Friends and Sliver Moons

With that…I headed to Vegas. Not for your typical weekend of debauchery. For a weekend with friends who I don’t see often enough, for time away from “home”…and for some serious personal reflection.

My friend Manus is one of the most amazing people on this planet. I am forever grateful he’s in my life…yet still question how our paths crossed and stayed connected for so long. He’s an incredible man of integrity and value. In Vegas, I felt like I went home. I was WITH family. Manus is my brother, his sons are my nephews. I stayed back and talked to the woman who he fell in love with, and recently married. It was my first time meeting, Ms. Margarita…I think both of us understood how important the others opinion was of ourselves in the eyes of a man we both adore. We talked about him, her, the boys, me…and what’s been on my mind lately…MEN! I told her about my decision to pack things up and live a life not void of purpose and direction, but one without CLEAR directions. She told me she KNEW the world had something amazing in store for me. I told her I honestly believed that this time away from the life I’ve built in California is by design. The timing of everything cannot be THAT coincidental. The world is pushing me to do my own thing, to live for myself, take care of myself and surround myself with the ones I love…because whenever this is over…my life will look entirely different.

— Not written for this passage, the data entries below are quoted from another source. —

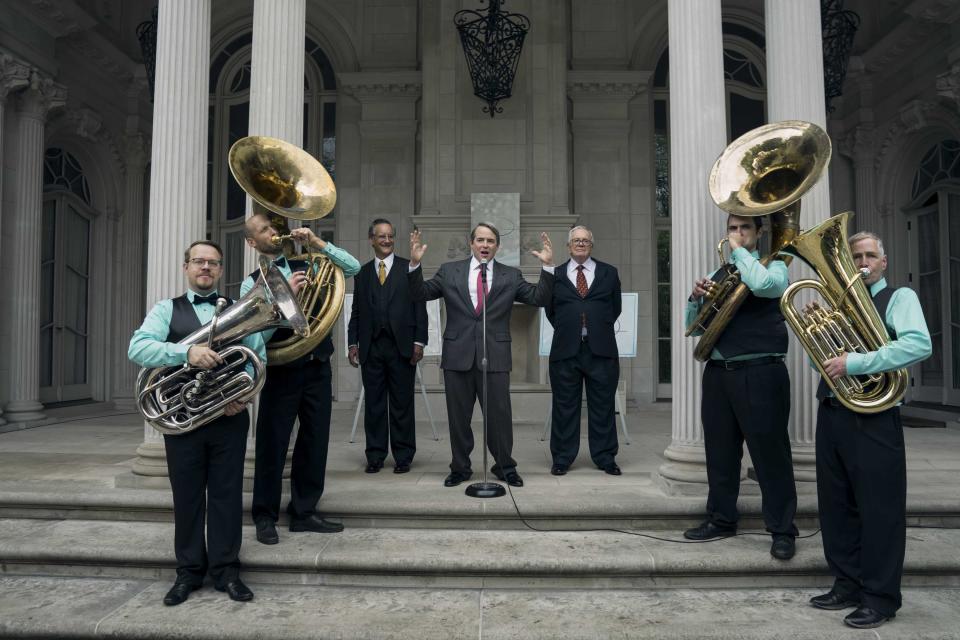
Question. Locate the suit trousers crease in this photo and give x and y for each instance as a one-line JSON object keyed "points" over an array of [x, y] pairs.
{"points": [[301, 390], [387, 374], [464, 389], [567, 379], [751, 405], [861, 495], [205, 467]]}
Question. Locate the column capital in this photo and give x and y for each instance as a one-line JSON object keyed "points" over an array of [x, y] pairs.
{"points": [[41, 96], [606, 85]]}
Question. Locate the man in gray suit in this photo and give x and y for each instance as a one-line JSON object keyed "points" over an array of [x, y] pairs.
{"points": [[466, 286]]}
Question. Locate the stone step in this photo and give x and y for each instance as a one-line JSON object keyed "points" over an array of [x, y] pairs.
{"points": [[45, 607], [456, 558]]}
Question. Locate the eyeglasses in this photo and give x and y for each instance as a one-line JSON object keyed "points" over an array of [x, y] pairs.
{"points": [[201, 262]]}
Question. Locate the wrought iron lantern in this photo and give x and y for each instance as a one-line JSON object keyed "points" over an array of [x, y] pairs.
{"points": [[492, 45], [839, 26], [147, 35]]}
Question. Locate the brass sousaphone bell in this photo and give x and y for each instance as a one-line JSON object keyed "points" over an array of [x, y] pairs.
{"points": [[286, 180]]}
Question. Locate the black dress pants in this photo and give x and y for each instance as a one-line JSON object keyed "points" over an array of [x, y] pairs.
{"points": [[387, 374], [463, 390], [862, 498], [567, 378], [749, 404], [206, 476], [301, 389]]}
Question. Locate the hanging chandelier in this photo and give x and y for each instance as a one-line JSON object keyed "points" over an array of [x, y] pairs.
{"points": [[492, 43]]}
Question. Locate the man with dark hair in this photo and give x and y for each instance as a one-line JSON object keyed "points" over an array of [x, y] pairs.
{"points": [[861, 465], [205, 465], [386, 336], [467, 286], [746, 397], [302, 388]]}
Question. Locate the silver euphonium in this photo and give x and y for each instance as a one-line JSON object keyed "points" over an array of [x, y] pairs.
{"points": [[179, 399]]}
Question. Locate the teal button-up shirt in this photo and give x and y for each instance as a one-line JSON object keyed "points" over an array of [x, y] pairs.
{"points": [[149, 347], [339, 257], [765, 282], [905, 317]]}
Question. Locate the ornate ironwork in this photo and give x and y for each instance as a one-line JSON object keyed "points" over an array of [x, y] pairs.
{"points": [[147, 35], [839, 27], [492, 45]]}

On the drive home the next day, I found myself lost in thoughts…and staring at a sliver moon. Teeny tiny, skinny little moon…hanging in the middle of the desert, somewhere between Vegas and home. For an hour I kept staring at that moon. I started to wonder why…what is it about this new moon? And just like a baseball bat to the head it hit me! New beginnings are like the beginning of the newest moon. With that, I leave you with “Sliver Moons and Other Musings” as I begin my journey!